Roubava 10 milhões de euros por cada assalto. Desenvolveu dois programas informáticos maliciosos que lhe permitiam aceder às redes internas dos maiores bancos do mundo. E é considerado o hacker mais bem sucedido de sempre. Mas, apesar disso, vivia uma vida pacata com a mulher e a filha em Alicante, Espanha. Considerava-se o Robin dos Bosques do crime informático porque só roubava aos “maus”: os bancos. Mas o conto acabou. Denis K. foi detido no dia 6 de março.

Denis K. tem 34 anos e é ucraniano. Era o líder de uma quadrilha que contava com outros dois ucranianos e um russo, também eles presos no início deste mês, e colaboradores espalhados por mais de 40 países. Uma das mentes mais brilhantes da informática, desenvolveu sozinho o Carbanak e o Cobalt – dois softwares maliciosos que infetavam os sistemas informáticos dos bancos através dos e-mails dos próprios funcionários. Uma vez assumido o controlo sobre toda a rede da instituição, ordenavam transferências bancárias, aumentavam o saldo das próprias contas e faziam levantamentos em dinheiro em caixas de multibanco que também manipulavam.

De acordo com o El Mundo, a polícia descobriu que os levantamentos não eram feitos pelos próprios elementos da quadrilha, mas sim por “mulas” – como são designadas pelas autoridades -, todas de nacionalidade moldava.

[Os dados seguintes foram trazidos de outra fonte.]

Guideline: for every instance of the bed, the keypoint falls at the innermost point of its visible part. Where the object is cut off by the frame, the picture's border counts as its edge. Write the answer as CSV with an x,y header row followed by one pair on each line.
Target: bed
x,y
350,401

Neste vídeo, é possível ver uma destas “mulas” a recolher dinheiro que era literalmente “cuspido” pela caixa de multibanco, através de ordens informáticas de um dos quatro membros do grupo.

O lucro de cada assalto, que costumava rondar os 10 milhões de euros, era depois lavado em plataformas financeiras em Gibraltar ou no Reino Unido, onde o grupo carregava cartões cartões de crédito pré-pagos com bitcoin. Mais tarde, estes cartões eram utilizados em Espanha, para adquirir bens de luxo. Cada operação demorava, normalmente, entre dois e quatro meses. No total, terão sido roubados mil milhões de euros a instituições bancárias.

A investigação que levou à detenção de Denis K. e dos outros três elementos da organização levou três anos e foi conduzida pela Polícia Nacional Espanhola, com a colaboração da Europol, do FBI, de empresas privadas de cibersegurança e das autoridades romenas, bielorussas e taiwanesas. Além das três detenções, foram apreendidos 500 mil euros em jóias, automóveis de luxo e arrestadas duas casas avaliadas em 1 milhão de euros.